The principal route of excretion of sulbactam and ampicillin following oral administration of sultamicillin is via the urine. Because renal function is not fully developed in neonates. this should be considered when using sultamicillin in neonates.

Tablets: Patients with rare hereditary problems of galactose intolerance, the Lapp lactase deficiency or glucose-galactose malabsorption should not take this medicine.

Powder for Oral Suspension: Patients with rare hereditary problems of fructose intolerance, glucose-galactose malabsorption or sucrase-isomaltase insufficiency should not take this medicine.

4.5 Interaction with other Medicaments and Other Forms of Interaction
Allopurinol : The concurrent administration of allopurinol and ampicillin increases substantially the incidence of rashes in patients receiving both drugs as compared to patients receiving ampicillin alone.

Anticoagulants : Penicillins can produce alterations in platelet aggregation and coagulation tests. These effects may be additive with anticoagulants.

Bacteriostatic drugs (chloramphenicol, erythromycin, sulfonamides and tetracyclines) : Bacteriostatic drugs may interfere with the bactericidal effect of penicillins; it is best to avoid concurrent therapy.

Estrogen-containing oral contraceptives : There have been case reports of reduced oral contraceptive effectiveness in women taking ampicillin, resulting in unplanned pregnancy. Although the association is weak, patients should be given the option to use an alternate or additional method of contraception while taking ampicillin.
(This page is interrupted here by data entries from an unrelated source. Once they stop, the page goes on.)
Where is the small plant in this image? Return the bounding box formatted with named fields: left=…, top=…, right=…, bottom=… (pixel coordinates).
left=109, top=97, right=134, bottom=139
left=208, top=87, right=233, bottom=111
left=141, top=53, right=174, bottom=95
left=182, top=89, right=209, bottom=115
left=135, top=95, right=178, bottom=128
Methotrexate : Concurrent use with penicillins has resulted in decreased clearance of methotrexate and a corresponding increase in methotrexate toxicity. Patients should be closely monitored. Leucovorin dosages may need to be increased and administered for longer periods of time.

Probenecid : Probenecid decreases renal tubular secretion of ampicillin and sulbactam when used concurrently; this effect results in increased and prolonged serum concentrations, prolonged elimination half-life, and increased risk of toxicity.

Laboratory Test Interactions : False positive glycosuria may be observed in urinalysis using Benedict reagent, Fehling reagent, and Clintest. Following administration of ampicillin to pregnant women, a transient decrease in plasma concentration of total conjugated estriol, estriol-glucuronide, conjugated estrone and estradiol has been noted. This effect may also occur with sulbactam sodium/ampicillin sodium IM/IV.